A new agency, Care Improvement Scotland, would merge existing regulatory bodies but would be independent of government and would be given sweeping new powers.
It would be able to conduct unannounced investigations across
the health service and send in troubleshooting "change teams" to turn around failing health boards, hospitals or departments.
It would also consider complaints from patients and whistleblowers within the NHS, under Scottish Labour plans.
In another new move, the body would take on powers similar to environment watchdog Sepa, allowing it to conduct criminal investigations into failures of care or allegations of malpractice in the NHS and report its findings to the Crown Office.
The body would report impartially on the impact of Government policies on the NHS in a role likened by Labour to that of the Office for Budget Responsibility, which provides independent data and analysis on the UK economy.
The proposal has been agreed by Scottish Labour leader Johann Lamont's shadow cabinet in response to growing concerns about the Scottish NHS, highlighted by The Herald's campaign.
Over the past week The Herald has revealed how almost all the country's A&E departments are considered unsafe by lead clinicians, while pressures on NHS capacity led to some patients being cared for in cupboards.
Writing in today's Herald, Richard Simpson, Scottish Labour's public health spokesman, says: "One of
the fundamental problems that has allowed this situation to develop is a regulatory regime that is both confusing and toothless.

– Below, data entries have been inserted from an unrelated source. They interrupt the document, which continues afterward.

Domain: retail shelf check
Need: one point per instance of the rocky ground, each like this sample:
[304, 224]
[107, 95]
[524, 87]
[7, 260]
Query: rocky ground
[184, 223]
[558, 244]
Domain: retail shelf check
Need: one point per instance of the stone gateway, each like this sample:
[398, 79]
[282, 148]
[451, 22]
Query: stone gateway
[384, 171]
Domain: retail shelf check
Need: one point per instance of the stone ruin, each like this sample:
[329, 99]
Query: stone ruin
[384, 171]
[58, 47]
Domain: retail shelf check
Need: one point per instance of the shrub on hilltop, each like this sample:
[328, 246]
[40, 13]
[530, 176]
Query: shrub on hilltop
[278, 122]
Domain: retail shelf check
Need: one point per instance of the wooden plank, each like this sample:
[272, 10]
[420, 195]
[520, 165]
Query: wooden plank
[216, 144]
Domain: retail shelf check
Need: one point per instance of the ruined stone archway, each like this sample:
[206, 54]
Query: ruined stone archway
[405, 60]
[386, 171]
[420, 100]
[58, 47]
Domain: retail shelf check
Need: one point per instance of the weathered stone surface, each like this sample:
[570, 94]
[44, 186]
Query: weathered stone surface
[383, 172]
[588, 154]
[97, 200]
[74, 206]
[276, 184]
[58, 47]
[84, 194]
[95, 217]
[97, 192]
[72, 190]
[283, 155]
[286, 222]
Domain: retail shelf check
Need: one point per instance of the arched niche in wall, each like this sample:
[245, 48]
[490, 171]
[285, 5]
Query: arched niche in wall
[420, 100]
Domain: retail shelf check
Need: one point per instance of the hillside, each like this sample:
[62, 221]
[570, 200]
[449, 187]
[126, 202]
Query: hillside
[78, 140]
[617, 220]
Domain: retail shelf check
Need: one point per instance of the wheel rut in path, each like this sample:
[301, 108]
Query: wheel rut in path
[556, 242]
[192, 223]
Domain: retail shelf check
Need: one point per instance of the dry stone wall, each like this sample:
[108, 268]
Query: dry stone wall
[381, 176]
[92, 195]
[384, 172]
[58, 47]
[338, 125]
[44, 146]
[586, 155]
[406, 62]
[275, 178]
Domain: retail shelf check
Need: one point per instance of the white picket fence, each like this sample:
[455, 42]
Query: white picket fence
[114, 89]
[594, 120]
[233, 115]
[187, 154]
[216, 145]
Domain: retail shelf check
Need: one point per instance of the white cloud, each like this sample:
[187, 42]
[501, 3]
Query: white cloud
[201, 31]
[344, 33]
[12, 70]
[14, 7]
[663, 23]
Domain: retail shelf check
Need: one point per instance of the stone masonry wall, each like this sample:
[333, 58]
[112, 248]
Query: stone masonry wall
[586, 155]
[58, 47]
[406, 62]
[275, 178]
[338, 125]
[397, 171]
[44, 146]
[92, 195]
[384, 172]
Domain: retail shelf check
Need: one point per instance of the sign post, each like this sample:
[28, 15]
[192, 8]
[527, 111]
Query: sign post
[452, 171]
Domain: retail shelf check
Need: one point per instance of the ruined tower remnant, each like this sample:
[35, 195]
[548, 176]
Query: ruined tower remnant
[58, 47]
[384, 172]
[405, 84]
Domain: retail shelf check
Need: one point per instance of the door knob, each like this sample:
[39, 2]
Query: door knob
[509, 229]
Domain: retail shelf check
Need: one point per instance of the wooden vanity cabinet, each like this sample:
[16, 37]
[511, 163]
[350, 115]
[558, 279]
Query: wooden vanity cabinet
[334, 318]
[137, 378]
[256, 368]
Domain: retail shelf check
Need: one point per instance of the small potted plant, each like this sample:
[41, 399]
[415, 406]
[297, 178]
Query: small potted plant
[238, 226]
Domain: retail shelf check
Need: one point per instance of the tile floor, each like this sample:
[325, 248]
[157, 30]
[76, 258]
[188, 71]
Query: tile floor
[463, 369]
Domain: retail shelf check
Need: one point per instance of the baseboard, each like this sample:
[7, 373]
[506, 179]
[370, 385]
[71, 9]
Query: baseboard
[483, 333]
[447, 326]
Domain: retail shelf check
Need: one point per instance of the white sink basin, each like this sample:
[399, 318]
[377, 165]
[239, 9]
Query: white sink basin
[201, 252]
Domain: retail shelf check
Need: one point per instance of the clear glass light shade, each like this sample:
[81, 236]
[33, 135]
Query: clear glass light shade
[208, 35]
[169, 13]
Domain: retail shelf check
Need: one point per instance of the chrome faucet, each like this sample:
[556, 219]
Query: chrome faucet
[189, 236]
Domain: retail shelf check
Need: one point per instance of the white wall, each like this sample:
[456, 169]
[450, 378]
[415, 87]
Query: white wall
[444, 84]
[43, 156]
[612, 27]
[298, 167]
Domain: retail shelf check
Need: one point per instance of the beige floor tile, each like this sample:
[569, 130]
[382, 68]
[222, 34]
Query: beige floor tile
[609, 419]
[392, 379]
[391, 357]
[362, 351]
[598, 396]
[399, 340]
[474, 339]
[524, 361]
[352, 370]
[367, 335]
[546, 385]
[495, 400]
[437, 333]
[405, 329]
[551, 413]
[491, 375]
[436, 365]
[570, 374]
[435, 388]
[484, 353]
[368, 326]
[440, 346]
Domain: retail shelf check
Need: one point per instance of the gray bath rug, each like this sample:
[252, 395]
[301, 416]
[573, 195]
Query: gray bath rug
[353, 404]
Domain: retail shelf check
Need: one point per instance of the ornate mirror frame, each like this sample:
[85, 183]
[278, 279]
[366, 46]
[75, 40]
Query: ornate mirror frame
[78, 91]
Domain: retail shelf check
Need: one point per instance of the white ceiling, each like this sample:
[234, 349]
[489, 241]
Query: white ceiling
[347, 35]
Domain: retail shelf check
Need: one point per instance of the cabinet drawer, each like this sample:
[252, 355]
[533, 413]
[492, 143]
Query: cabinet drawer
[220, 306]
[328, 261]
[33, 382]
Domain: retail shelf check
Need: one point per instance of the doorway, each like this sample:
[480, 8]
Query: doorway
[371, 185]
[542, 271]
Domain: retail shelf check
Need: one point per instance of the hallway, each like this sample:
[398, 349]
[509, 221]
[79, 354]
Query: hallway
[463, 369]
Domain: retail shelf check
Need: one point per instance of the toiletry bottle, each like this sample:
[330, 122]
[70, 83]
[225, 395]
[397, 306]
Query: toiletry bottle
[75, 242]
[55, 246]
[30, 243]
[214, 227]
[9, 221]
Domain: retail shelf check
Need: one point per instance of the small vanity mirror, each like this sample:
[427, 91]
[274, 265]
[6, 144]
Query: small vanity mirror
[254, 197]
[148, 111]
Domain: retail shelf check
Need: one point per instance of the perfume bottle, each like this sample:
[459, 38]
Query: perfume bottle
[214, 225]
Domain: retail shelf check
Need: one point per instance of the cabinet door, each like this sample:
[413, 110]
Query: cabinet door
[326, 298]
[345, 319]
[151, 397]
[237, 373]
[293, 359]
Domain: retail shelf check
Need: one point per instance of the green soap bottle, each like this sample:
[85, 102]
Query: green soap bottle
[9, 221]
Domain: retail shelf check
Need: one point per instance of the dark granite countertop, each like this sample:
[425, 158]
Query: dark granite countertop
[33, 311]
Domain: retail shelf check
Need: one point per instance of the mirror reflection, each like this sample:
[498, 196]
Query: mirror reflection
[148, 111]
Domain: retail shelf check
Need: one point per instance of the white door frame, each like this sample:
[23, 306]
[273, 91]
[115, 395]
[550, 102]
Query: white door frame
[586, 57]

"To make real progress we need a system that is integrated, transparent, promotes honesty, welcomes input from patients, families and staff and most of all, tackles our challenges
head on."
Labour's proposal would merge the NHS's in-house body Health Improvement Scotland (His) - which sets and monitors standards - and the Care Inspectorate, which regulates care homes and social care services.
The new body would have greatly increased powers to investigate the NHS. Health Improvement Scotland routinely inspects only hospitals' records on superbugs and elderly care.

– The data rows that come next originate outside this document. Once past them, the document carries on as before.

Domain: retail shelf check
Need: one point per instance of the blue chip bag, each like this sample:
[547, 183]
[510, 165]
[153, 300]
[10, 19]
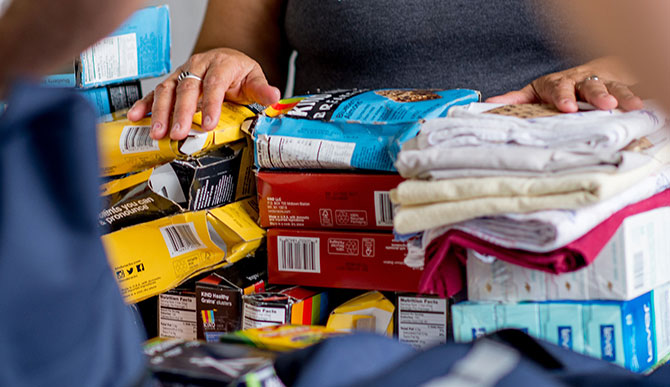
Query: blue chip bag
[348, 129]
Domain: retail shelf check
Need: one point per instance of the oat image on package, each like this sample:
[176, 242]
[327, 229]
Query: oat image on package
[399, 95]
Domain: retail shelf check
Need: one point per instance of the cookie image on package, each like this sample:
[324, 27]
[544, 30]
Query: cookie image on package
[417, 95]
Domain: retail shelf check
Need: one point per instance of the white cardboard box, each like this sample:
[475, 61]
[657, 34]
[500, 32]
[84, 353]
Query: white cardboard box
[635, 261]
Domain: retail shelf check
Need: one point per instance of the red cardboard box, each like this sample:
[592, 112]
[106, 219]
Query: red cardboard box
[326, 200]
[339, 259]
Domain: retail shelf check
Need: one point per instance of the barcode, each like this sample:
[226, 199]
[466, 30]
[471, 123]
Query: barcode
[136, 139]
[638, 270]
[298, 254]
[181, 239]
[383, 209]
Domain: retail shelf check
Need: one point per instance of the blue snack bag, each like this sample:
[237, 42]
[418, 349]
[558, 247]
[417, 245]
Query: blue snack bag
[348, 129]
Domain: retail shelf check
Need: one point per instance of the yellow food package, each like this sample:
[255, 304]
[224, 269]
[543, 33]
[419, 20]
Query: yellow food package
[282, 337]
[127, 146]
[217, 178]
[370, 312]
[154, 257]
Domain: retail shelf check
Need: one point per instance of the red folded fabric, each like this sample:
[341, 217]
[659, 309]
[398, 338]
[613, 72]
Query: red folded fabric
[445, 256]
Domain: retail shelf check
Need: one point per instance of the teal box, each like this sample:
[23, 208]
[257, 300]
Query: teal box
[633, 334]
[139, 49]
[524, 317]
[563, 325]
[473, 320]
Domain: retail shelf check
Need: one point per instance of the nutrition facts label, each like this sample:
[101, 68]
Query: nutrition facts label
[262, 316]
[422, 321]
[112, 58]
[177, 316]
[303, 153]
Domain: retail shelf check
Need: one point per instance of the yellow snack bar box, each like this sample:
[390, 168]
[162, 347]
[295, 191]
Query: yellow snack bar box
[282, 337]
[151, 258]
[214, 179]
[370, 312]
[127, 146]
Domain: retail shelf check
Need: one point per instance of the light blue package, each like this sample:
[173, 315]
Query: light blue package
[67, 80]
[524, 317]
[563, 324]
[620, 332]
[140, 48]
[473, 320]
[348, 129]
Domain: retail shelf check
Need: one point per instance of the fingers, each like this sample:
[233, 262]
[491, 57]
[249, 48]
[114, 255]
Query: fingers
[141, 108]
[161, 109]
[186, 101]
[214, 88]
[559, 91]
[595, 92]
[525, 95]
[226, 75]
[625, 96]
[256, 88]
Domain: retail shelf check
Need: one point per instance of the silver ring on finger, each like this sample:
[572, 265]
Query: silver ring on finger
[187, 75]
[589, 78]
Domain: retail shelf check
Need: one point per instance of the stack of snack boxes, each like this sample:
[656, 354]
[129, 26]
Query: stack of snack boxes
[108, 74]
[325, 171]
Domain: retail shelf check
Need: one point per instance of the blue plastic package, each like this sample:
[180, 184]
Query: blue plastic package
[348, 129]
[632, 334]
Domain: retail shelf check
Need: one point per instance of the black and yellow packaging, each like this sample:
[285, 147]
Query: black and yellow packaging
[217, 178]
[127, 147]
[154, 257]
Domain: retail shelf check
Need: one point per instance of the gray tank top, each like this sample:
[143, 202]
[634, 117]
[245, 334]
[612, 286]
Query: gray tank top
[492, 46]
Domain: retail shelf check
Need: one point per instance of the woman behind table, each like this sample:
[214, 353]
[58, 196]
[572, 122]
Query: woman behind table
[494, 47]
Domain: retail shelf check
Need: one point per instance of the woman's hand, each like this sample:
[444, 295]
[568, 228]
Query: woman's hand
[610, 88]
[226, 74]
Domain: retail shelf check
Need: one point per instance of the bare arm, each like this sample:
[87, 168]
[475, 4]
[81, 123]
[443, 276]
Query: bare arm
[38, 36]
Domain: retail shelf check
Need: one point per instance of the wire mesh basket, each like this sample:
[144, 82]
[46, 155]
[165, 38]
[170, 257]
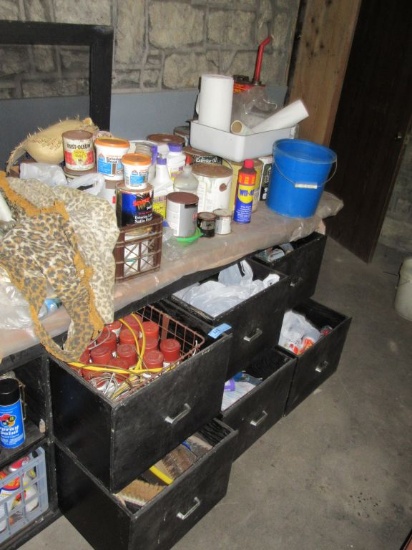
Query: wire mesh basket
[138, 249]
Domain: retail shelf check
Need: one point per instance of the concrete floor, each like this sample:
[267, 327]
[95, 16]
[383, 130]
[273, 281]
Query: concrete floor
[337, 472]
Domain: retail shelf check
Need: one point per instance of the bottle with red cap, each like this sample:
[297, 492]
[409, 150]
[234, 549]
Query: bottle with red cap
[171, 349]
[245, 189]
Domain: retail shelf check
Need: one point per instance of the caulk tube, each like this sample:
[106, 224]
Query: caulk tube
[5, 212]
[285, 118]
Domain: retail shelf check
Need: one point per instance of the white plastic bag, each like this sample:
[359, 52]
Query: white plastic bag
[53, 175]
[234, 285]
[297, 333]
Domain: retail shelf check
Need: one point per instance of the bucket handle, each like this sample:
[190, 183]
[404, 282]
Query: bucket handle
[303, 185]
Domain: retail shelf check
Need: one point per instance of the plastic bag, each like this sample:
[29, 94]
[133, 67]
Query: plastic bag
[252, 106]
[234, 285]
[53, 175]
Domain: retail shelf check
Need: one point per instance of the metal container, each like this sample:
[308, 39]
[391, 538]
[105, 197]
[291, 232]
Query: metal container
[181, 213]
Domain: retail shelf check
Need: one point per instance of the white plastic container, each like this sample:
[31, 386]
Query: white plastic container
[403, 299]
[109, 153]
[186, 180]
[136, 169]
[215, 181]
[234, 147]
[162, 185]
[176, 159]
[181, 213]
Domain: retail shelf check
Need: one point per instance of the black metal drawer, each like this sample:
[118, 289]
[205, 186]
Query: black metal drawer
[258, 410]
[302, 264]
[117, 440]
[106, 523]
[321, 360]
[255, 323]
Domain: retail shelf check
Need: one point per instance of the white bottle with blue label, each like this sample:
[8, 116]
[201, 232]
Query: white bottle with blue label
[12, 433]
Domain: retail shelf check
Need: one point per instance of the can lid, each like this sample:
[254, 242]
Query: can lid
[112, 142]
[138, 159]
[9, 391]
[175, 147]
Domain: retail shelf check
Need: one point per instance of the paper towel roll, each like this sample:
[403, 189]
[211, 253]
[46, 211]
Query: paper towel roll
[237, 127]
[215, 101]
[285, 118]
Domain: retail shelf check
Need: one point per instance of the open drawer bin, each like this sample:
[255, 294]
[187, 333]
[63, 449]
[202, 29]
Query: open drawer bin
[259, 409]
[302, 264]
[106, 523]
[321, 360]
[254, 323]
[117, 440]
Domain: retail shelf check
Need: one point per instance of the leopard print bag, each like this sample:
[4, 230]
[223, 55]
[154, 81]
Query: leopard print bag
[64, 239]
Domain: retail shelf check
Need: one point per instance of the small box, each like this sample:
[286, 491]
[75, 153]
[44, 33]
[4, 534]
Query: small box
[118, 439]
[301, 260]
[139, 249]
[236, 147]
[23, 495]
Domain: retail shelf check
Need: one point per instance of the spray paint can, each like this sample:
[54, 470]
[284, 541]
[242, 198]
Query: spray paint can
[246, 181]
[12, 432]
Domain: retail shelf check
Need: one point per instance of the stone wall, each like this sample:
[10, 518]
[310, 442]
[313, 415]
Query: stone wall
[158, 44]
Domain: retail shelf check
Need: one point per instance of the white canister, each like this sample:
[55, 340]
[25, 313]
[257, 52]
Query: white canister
[109, 153]
[214, 186]
[181, 213]
[136, 169]
[78, 150]
[176, 159]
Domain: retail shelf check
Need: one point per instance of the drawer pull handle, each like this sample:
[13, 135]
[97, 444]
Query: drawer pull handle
[258, 332]
[182, 414]
[258, 422]
[189, 512]
[296, 281]
[322, 366]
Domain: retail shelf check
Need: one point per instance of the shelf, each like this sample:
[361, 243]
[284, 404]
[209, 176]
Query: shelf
[34, 439]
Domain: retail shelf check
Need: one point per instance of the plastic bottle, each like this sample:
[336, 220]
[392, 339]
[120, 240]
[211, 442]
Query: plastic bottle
[186, 180]
[244, 192]
[162, 185]
[12, 433]
[176, 159]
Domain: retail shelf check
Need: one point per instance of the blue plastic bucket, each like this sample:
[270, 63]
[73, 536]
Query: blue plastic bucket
[299, 172]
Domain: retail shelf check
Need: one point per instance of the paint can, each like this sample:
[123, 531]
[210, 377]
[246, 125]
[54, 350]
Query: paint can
[181, 213]
[78, 150]
[109, 153]
[223, 225]
[206, 222]
[12, 433]
[146, 147]
[136, 169]
[214, 186]
[133, 206]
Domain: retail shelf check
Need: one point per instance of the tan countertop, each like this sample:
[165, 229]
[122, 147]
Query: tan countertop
[265, 229]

Giving it greater independence and adding a complaint-handling role would put the new body firmly on the side of patients and let it hear alarm bells when problems arise, Labour says.
The new body would inherit His's power to remove licences from failing independent health-care providers, and take on the Care Inspectorate's power to de-register social-care providers failing to meet minimum standards.

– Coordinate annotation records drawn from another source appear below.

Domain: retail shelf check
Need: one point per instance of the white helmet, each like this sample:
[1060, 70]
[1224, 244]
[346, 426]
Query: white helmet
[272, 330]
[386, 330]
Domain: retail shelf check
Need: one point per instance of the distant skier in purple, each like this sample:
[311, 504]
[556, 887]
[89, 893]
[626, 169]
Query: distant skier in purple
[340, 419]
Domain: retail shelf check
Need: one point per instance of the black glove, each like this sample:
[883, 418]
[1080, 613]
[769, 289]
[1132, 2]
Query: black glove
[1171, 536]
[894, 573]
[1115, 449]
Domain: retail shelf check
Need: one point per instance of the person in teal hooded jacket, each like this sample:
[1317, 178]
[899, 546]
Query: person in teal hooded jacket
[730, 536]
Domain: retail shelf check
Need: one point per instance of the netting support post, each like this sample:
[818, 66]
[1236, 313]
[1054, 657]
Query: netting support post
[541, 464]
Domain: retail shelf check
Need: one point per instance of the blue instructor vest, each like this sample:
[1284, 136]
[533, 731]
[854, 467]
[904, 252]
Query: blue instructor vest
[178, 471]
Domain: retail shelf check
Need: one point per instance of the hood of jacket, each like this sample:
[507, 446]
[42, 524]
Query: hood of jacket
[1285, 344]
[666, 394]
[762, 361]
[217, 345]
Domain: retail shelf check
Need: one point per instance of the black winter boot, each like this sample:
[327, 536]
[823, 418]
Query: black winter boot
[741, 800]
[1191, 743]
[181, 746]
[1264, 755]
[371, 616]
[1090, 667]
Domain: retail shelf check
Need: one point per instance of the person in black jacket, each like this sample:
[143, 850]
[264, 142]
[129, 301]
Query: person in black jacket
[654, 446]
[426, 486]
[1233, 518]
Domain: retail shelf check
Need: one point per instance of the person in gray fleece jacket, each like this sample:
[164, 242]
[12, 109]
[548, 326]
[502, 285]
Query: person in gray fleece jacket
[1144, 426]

Dr Simpson, a GP and psychiatrist before entering politics, said the recent waiting-times scandal, when patients were wrongly declared unavailable for treatment to let NHS Lothian meet waiting-time targets, proved the need for a tougher watchdog.
Thousands of patients were affected, and it was found that declaring patients unavailable was a widespread and growing practice in Scotland. It tailed off dramatically after the Lothian scandal was exposed. But a nationwide inquiry by Audit Scotland was hampered by poor data, the public spending watchdog said, prompting demands for accurate information by a cross-party committee
of MSPs.
Labour also said it was extremely complacent to assume problems in NHS England, exposed by the high death-rate scandal in Mid Staffs, could not be repeated in Scotland.
Praising The Herald's campaign, Dr Simpson added:"The NHS Time For Action campaign has shone a light on problems and is giving a much-needed voice to those professionals and patients who care about the health service."